Network SLOs: Knowing when the network is the barrier to application performance
Brandon Schlinker, Research Scientist, Meta
Sharad Jaiswal, Optimization Engineer, Meta
At Meta, we need to be able to readily determine if network conditions are responsible for instances of poor quality of experience (QoE) such as images loading slowly or video stalling during playback. Brandon Schlinker and Sharad Jaiswal from Meta’s Traffic Engineering team, introduced the concept of Network SLOs, which can be thought of as a product’s “minimum network requirements’ for good QoE. They describe the approach and design in deriving Network SLOs via a combination of statistical tools and operationalizing them.
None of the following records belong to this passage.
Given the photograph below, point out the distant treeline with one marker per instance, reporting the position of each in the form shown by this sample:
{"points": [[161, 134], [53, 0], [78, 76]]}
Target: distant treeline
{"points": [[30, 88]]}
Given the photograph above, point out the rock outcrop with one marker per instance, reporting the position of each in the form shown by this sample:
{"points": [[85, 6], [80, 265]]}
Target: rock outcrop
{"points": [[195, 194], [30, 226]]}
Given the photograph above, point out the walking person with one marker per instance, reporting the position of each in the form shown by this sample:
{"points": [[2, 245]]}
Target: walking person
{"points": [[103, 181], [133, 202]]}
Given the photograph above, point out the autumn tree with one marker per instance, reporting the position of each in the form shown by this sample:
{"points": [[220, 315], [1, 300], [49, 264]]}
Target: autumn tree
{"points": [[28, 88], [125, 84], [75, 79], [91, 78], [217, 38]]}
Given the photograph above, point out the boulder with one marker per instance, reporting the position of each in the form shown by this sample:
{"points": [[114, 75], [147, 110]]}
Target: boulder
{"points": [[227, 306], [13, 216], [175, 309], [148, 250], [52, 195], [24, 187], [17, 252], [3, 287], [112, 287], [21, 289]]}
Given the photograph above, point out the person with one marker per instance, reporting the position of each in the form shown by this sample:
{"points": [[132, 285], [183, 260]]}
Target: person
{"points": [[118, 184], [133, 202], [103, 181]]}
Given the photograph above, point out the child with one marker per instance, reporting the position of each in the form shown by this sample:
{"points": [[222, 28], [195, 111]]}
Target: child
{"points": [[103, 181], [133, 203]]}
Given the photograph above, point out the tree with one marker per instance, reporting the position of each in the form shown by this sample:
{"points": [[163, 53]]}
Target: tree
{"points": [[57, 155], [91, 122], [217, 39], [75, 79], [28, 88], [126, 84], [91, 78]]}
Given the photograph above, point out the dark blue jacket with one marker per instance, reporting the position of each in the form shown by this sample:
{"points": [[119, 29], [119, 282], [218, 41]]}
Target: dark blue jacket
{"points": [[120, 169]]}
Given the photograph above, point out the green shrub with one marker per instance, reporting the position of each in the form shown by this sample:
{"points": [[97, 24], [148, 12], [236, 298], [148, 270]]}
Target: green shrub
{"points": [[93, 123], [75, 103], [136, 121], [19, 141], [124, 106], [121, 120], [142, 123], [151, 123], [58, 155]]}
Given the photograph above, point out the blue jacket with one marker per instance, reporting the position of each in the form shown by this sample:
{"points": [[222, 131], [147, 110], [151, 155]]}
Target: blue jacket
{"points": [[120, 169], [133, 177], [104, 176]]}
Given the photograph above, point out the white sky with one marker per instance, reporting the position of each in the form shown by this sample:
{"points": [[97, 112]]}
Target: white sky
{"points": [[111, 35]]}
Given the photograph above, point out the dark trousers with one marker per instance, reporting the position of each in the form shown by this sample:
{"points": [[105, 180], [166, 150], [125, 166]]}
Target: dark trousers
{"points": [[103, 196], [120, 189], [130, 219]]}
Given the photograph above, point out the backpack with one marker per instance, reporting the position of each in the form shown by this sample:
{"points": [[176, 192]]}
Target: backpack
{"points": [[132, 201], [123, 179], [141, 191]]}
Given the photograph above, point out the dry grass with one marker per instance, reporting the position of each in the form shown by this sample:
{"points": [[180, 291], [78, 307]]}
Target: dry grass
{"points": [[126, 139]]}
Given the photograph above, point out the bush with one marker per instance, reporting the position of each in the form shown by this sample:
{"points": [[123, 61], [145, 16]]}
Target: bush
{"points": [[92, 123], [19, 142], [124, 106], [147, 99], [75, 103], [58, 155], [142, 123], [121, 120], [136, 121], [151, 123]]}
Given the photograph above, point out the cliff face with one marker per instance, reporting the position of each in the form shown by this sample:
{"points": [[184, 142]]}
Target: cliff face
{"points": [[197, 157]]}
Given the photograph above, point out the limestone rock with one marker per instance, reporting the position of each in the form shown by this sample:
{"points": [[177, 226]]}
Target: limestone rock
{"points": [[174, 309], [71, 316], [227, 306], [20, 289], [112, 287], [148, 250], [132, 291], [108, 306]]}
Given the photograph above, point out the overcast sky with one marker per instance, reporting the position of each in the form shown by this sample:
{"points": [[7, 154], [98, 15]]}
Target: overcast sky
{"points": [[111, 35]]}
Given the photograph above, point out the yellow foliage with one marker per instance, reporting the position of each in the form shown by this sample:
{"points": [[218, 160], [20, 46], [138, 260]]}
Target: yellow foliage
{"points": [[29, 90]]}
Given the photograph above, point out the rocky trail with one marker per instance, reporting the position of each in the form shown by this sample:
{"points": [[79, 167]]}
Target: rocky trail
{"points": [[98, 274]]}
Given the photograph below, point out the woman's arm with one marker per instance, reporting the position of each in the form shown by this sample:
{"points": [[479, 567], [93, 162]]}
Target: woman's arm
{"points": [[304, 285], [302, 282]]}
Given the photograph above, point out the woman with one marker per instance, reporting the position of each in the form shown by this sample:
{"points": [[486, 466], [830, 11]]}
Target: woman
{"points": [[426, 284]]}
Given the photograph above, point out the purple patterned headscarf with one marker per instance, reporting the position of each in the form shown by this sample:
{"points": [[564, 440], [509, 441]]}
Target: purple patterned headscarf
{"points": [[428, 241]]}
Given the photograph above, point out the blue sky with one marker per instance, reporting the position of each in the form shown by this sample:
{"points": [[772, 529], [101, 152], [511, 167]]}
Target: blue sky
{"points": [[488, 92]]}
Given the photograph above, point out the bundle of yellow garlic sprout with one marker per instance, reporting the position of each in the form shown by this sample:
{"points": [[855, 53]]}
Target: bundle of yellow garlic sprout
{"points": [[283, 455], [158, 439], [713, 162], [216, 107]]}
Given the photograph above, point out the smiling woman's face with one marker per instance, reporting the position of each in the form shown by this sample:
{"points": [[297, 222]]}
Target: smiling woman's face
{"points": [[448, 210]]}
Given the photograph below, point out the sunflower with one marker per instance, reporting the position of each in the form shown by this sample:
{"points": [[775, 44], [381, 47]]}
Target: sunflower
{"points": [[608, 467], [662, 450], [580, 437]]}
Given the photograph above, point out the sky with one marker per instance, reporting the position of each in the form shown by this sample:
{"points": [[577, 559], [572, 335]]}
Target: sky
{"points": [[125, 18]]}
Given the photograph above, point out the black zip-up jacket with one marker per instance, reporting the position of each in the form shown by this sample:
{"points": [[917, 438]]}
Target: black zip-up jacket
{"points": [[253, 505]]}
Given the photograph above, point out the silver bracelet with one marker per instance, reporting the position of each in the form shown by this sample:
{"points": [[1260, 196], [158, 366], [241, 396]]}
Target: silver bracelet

They also described approaches to evaluate Network SLO compliance, and highlighted case-studies where these SLOs helped triage regressions in QoE, identify gaps in Meta’s edge network capacity, and surface inefficiencies in how product utilizes the network.
Improving L4 routing consistency at Meta
Aman Sharma, Software Engineer, Meta
Andrii Vasylevskyi, Software Engineer, Meta
Aman Sharma and Andrii Vasylevskyi talk about the design, development, use cases, and improvements in Layer 4 load balancing by developing a tool called Shiv. When a large number of backends are added or removed, remappings in the network routing tables occur, resulting in broken end-to-end connections and impacted user experience (e.g., stalled videos).
Shiv routes packets to backends using a consistent hash of the 5-tuple of the packet (namely, the source IP, destination IP, source port, destination port, and protocol). Shiv’s objective is to route packets for a connection (which all have the same 5-tuple) to the same backend for the duration of the connection and avoid connection breakage.